Conceptually data ingestion involves a source system the produces data and a target system that uses that data. In the case of high-scale data ingestion, the data is generated by systems that capture data from their environment in real-time such as mobile devices, sensors, operations such as flights, navigation, etc. The volume and velocity of this data which is considered events in the Braineous ingestion system, is very high.
Batch-based data ingestion
There are two primary approaches to data ingestion: batch and streaming. Batch ingestion pulls data from sources on a scheduled basis, such as once a day. This works well for high-latency analytics using historical data. Streaming ingestion consumes data in real-time as it’s generated. This enables use cases requiring fresh data like operational monitoring. Choosing between batch or streaming depends on how quickly the insights need to be available. Streaming provides faster data but requires more complex infrastructure to ensure reliability at scale.
In our hypothetical example, the mobile game is the main revenue generator for the company. Stakeholders need to see key metrics – e.g., new signups by marketing campaign – in near-real time, since allowing an issue to persist for days could cost many thousands of dollars in lost revenue. Meeting these requirements with traditional batch processing methods is difficult and costly. In order to make the data available for analysis in a reasonably-short timeframe, it needs to be ingested as a stream.

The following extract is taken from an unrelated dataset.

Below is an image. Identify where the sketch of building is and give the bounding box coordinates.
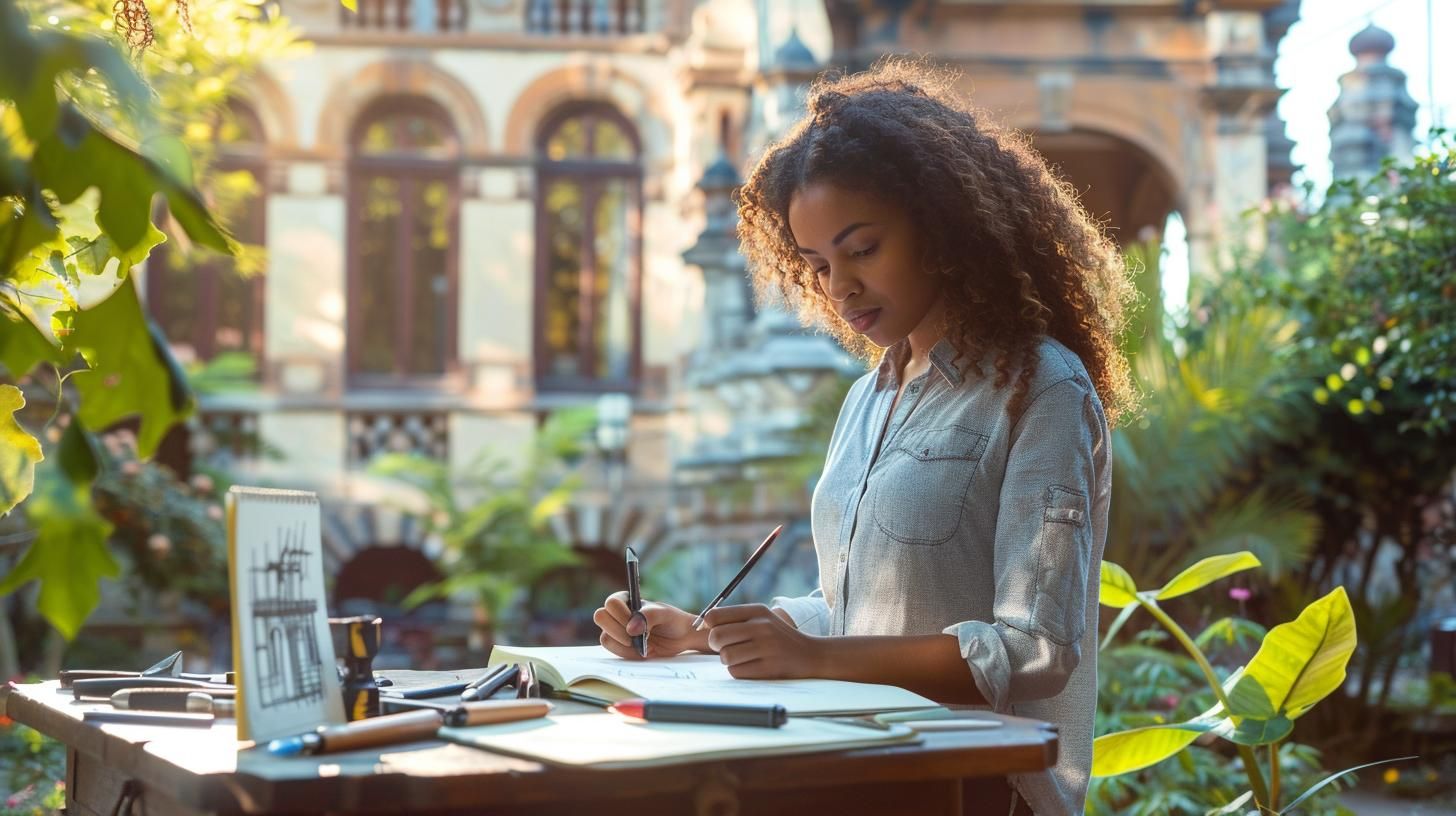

At the same time, data needs to be correctly joined and aggregated so that the person viewing the Daily Signups dashboard sees accurate data. This becomes more complex the closer to real time the data needs to be (<1 hour is much simpler than <1 minute).
In our example, we’re collecting millions of events from thousands of devices. Some of these events will arrive late, for example due to the device losing internet connection. However, we want our reports to reflect reality, which means ordering the records according to the time the event occurred, rather than the time the data was ingested. Databases solve this problem through serialization – but in distributed systems, moving every event through a database introduces latency constraints and performance bottlenecks. And while Apache Kafka guarantees ordering within a single partition, you’ll still need to ensure that all the relevant events end up in the same partition – which is constrained by the volume of data it can store.
We need to ingest, process, and store each data record once and only once – meaning no duplicate events and no data loss, even in the case of failures or retries. In our mobile gaming scenario, doing this at scale will require coordinating efforts between multiple distributed systems while managing the complexities of network communication, processing, and storage. This is a streaming-specific issue and thus won’t be addressed by most traditional data ingestion tools. When the pipeline tool can’t verify exactly once-semantics, data engineers must rely on a combination of frameworks and technologies to make it work in different pipelines. Going down this route, you’d also need to orchestrate custom logic to manage state, track progress, and handle retries or failures. The process is as time-consuming and error prone as you’d expect.